Feminists Have No Feelings
February 17, 2012 No Comments
Feminists have a bad rap. And it starts with the word. For some men and even a number of women, it tends to leave a bad taste in the mouth.
Though the concept has significantly evolved over time, some people figure it still has something to do with hating men. Consequently, self-proclaimed feminists may suffer more than alienation. Aligning oneself with the feminist movement could be social suicide.
It’s sort of like the ideological form of the black death. Catch it and you’re a goner. Well, maybe that’s taking things too far, but I do feel like there are still a lot of anti-feminists out there. In fact, I’m occasionally anxious about uttering the word. What kind of backlash am I going to get?

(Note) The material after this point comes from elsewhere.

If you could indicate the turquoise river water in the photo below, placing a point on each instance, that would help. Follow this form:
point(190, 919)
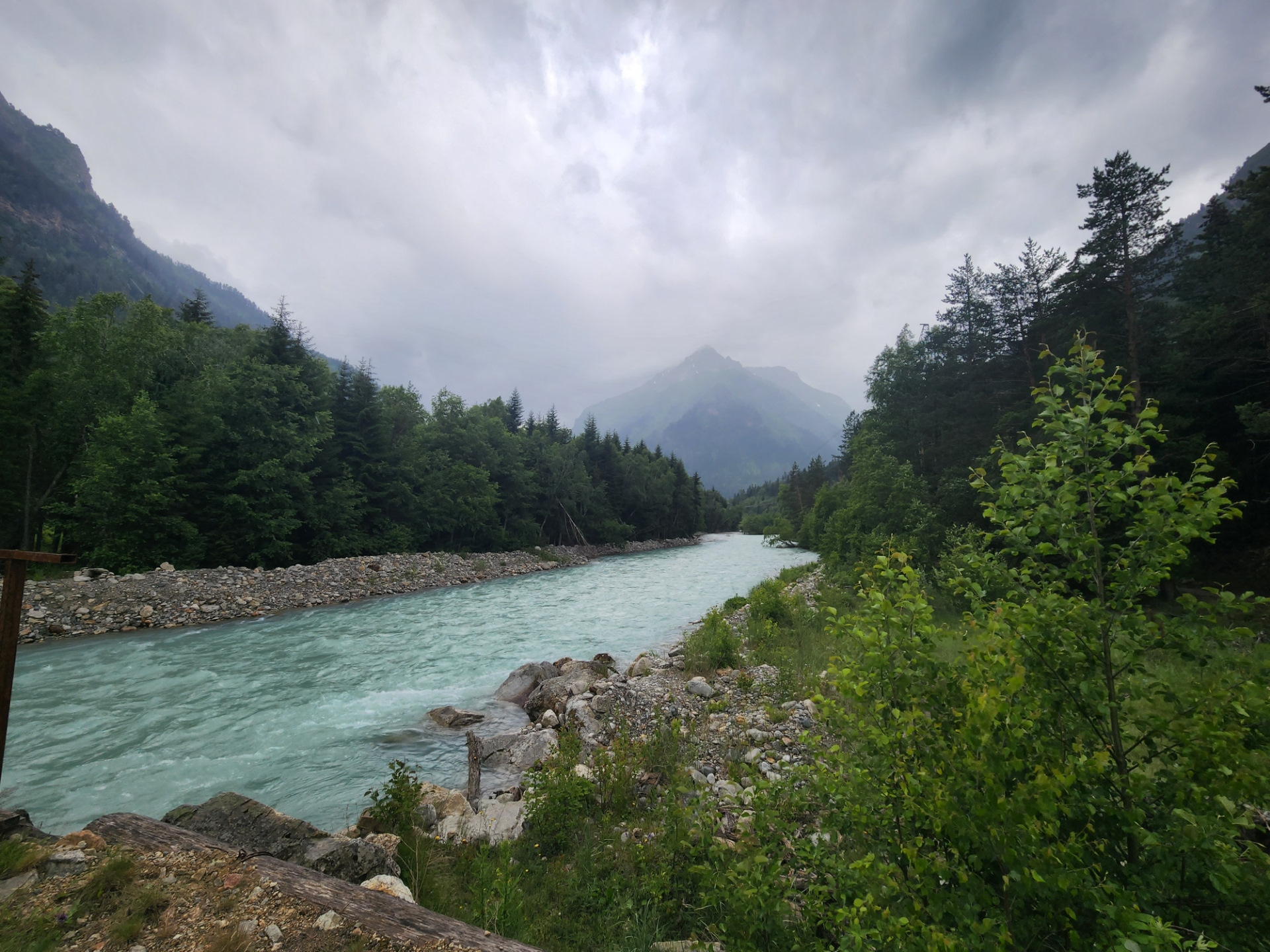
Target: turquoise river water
point(304, 710)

Is it like being a vegetarian, where every time you say you don’t eat meat you’re expected to provide lengthy explanations (tip: memorize your spiel)? There always has to be a justification because feminism, it seems, still isn’t wholly embraced by the “mainstream.”
It’s almost as if feminists are seen to have no feelings other than hate and anger. It’s enough to make my blood boil. But as much as anger can fuel good discussions, those who subscribe to certain feminist ideas have more to give than anger. They’re not just hotheads who force change by complaining about anything that irks them.
Besides, feminists are often more scared than angry. Saying you’re a feminist is taking a risk. Some may applaud you for it but others will pigeon-hole you. It’s just one word, but it’s a powerful and polarizing one.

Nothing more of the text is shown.